Laboratories that are ISO/IEC 17025:2005 accredited require the use of CRMs when using reference standards for traceability; Section 5.6.3.2 of this guideline states, “reference materials shall, where possible, be traceable to the international system of units of measurement, or to certified reference materials.” Essentially, these materials are biological or chemical measurement standards that are homogenous and stable with respect to one or more specified property and for which traceability and values of uncertainty at a stated level of confidence are established, where applicable.

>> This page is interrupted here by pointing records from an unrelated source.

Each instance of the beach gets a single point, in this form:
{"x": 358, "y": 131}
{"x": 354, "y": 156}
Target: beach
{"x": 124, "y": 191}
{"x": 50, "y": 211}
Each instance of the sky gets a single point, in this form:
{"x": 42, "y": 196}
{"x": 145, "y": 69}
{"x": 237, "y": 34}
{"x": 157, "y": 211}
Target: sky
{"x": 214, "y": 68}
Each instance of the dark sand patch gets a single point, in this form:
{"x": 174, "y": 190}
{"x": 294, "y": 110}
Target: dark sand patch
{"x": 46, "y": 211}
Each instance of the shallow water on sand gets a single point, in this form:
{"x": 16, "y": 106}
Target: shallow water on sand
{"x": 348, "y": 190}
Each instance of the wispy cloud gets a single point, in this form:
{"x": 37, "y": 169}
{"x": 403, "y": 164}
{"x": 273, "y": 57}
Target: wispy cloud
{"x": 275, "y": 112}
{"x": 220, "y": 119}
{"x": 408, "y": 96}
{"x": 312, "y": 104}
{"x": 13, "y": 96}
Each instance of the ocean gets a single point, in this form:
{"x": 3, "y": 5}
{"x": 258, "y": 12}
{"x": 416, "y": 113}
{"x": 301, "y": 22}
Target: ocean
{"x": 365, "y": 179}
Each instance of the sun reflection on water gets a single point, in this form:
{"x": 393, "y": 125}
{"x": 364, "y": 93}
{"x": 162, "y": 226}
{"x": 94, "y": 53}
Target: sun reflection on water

CRMs are produced under an ISO Guide 34:2009 accredited process to offer confirmed identity, well-defined characteristics, and established chain of custody, making them highly effective as standards in research and development as well as laboratory testing. Moreover, they are accompanied by a certificate that provides the value of the specified property, the expiration date, and the proper use, thus confirming that the necessary procedures have been carried out to ensure both validity and traceability.
CRM Practicality
Presently, a number of CRMs have been developed for use by ISO/IEC 17025:2005 accredited food testing laboratories for the analysis of quality assurance and product safety. For quality assurance, CRMs are frequently used for method validations, such as the calibration of laboratory equipment or the examination of new identification, detection, or cleaning methods. This form of testing is needed to assess the quality of the measurement results as well as to demonstrate their traceability to a stated reference. CRMs are also used to evaluate the performance of laboratories and laboratory personnel through proficiency testing. The primary aim of this latter form of testing is to enable laboratories to monitor their performance for the detection and quantification of a given analyte or contaminant, and compare it with that of their peers. Moreover, it provides information to participants on any technical issues and methodologies relating to the testing of food products. Essentially, the use of CRMs in quality assurance testing helps to ensure that the data generated by a particular food testing laboratory is consistent, high quality, reliable, and traceable.